Ingeo is trademarked brand name for a range of polylactic acid (PLA) biopolymers owned by NatureWorks.

The process to create Ingeo uses the carbon stored in plants by photosynthesis in the form of dextrose sugar. The carbon and other elements in these sugars are then used to make a biopolymer through a process of fermentation and separation. The resulting resin can, then be injection molded into plastics goods, extruded for film applications, thermoformed into packaging, or extruded for use in textiles applications.

PLA is more resistant to ultraviolet light than most other synthetics such as low density polyethylene (LDPE). It has relatively low flammability and smoke generation.  Because it is more hydrophobic than common polyester fibers, when blended with cotton and wool, the biopolymer results in lighter garments that repel moisture.

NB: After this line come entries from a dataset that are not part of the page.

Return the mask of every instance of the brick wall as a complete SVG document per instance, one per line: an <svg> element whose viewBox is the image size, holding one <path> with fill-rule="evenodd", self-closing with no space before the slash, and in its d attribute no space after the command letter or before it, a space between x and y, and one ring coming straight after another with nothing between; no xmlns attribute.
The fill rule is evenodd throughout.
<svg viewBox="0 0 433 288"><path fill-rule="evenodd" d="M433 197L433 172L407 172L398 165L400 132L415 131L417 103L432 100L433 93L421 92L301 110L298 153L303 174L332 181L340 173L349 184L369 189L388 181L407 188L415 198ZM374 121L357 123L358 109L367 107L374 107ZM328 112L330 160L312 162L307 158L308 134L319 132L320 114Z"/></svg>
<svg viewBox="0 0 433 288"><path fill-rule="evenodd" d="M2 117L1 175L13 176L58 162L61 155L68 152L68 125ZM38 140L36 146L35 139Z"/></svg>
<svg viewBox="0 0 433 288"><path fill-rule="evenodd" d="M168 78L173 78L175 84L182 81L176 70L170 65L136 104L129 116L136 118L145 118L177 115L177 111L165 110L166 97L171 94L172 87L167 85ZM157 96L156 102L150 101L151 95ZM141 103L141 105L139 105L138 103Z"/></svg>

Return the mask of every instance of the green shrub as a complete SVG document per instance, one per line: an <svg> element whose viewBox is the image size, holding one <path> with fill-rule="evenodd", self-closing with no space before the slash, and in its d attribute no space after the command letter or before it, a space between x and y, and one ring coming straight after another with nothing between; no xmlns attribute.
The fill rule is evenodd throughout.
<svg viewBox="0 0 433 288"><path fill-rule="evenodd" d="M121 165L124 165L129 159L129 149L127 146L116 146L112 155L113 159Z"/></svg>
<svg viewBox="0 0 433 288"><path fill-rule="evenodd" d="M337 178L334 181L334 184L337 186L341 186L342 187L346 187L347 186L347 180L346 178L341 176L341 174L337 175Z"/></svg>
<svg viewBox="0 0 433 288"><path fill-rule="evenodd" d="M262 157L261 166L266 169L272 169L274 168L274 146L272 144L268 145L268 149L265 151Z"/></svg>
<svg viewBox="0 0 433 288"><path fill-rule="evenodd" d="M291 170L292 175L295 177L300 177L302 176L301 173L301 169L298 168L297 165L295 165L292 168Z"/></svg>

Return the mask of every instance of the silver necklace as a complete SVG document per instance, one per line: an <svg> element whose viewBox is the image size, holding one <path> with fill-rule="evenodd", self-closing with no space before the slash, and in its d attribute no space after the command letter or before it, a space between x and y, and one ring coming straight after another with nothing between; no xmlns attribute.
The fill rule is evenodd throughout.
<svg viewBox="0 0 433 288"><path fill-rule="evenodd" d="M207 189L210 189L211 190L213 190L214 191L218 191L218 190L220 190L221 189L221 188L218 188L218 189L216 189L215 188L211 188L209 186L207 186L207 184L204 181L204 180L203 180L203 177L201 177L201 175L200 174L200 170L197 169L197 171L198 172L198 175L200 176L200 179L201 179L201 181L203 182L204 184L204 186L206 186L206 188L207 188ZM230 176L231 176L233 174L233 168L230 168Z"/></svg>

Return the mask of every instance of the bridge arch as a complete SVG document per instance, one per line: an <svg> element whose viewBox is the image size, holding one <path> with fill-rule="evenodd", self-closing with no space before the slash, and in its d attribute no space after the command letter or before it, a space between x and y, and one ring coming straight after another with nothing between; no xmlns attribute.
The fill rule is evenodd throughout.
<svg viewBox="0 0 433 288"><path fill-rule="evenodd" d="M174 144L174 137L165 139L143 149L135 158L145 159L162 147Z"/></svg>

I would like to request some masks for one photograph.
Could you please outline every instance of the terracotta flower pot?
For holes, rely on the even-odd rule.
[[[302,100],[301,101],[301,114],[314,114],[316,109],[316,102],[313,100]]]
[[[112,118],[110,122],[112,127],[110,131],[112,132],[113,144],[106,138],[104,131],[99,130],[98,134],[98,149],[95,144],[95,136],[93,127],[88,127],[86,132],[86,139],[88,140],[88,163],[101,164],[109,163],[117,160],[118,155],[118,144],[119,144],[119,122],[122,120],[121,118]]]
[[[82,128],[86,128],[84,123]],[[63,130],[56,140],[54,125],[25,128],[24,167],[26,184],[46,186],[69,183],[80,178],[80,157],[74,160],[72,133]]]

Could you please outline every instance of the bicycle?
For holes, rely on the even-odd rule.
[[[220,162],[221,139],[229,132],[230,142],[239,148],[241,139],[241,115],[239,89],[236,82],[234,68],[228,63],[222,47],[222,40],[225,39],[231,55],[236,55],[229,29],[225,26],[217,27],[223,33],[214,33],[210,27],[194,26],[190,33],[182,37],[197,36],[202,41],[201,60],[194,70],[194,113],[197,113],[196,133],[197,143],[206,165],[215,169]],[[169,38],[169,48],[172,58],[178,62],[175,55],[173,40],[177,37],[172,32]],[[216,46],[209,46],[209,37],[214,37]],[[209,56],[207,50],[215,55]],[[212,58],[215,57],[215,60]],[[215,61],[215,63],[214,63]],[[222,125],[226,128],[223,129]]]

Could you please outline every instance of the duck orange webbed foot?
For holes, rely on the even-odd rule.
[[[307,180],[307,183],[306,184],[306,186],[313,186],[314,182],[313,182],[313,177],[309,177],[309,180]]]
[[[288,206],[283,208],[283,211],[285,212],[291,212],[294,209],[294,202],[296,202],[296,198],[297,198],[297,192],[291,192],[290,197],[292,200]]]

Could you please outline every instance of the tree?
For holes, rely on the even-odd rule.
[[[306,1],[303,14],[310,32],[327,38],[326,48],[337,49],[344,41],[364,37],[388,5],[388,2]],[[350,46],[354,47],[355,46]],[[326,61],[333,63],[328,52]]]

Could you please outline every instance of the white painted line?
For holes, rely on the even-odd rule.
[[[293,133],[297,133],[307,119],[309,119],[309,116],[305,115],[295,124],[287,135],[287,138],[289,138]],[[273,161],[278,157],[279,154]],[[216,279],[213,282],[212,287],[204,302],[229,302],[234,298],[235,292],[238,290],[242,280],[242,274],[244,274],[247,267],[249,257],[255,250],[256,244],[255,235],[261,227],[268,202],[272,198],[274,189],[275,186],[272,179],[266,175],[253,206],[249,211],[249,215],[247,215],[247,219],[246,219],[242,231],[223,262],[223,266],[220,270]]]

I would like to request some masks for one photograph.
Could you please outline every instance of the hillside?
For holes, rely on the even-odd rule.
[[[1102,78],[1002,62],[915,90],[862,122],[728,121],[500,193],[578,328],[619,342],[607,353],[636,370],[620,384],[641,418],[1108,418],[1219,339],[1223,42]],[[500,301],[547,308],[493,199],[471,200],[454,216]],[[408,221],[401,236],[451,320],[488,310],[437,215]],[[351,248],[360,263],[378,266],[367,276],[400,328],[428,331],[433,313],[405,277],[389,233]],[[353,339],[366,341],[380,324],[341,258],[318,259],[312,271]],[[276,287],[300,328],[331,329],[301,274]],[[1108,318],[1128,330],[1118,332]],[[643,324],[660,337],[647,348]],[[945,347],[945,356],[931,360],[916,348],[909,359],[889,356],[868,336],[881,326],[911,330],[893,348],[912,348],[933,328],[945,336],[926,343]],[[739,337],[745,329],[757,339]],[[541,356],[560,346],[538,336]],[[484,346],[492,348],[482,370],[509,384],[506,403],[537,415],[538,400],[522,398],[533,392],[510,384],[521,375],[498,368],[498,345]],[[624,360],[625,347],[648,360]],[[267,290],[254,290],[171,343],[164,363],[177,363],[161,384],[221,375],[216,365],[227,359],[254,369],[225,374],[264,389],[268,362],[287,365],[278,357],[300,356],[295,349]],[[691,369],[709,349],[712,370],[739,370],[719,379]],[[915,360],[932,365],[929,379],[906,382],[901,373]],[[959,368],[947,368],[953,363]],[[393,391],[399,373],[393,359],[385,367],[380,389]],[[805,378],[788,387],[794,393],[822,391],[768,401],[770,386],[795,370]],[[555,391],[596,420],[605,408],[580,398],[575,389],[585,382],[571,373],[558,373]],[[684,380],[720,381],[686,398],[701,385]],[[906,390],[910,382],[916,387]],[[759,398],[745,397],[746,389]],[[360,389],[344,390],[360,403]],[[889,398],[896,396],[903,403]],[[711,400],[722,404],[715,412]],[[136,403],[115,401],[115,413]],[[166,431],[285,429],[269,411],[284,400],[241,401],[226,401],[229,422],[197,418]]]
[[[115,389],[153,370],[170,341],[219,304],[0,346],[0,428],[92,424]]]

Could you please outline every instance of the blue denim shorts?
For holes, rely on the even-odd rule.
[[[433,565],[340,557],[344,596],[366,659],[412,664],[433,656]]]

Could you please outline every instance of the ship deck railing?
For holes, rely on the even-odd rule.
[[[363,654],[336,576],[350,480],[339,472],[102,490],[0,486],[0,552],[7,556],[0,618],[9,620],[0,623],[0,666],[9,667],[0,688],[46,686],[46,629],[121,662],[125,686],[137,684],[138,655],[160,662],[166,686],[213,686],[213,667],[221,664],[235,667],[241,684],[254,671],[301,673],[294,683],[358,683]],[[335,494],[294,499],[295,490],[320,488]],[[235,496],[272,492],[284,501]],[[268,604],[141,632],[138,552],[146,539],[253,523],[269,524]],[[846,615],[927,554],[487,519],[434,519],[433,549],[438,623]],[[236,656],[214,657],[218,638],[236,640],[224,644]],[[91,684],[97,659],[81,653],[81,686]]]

The biopolymer is also used in packaging manufacturing, including bottles for mineral water, that can be found already on the market (e.g. in Italy). Applications can be clear, opaque, flexible, or rigid. The biopolymer is similar to polystyrene, and exhibits tensile strength and modulus comparable to hydrocarbon-based thermoplastics. Much like polyester, it resists grease and oil, and offers flavor and odor barrier. Ingeo provides heat sealability at temperatures equivalent to polyolefin sealant resins.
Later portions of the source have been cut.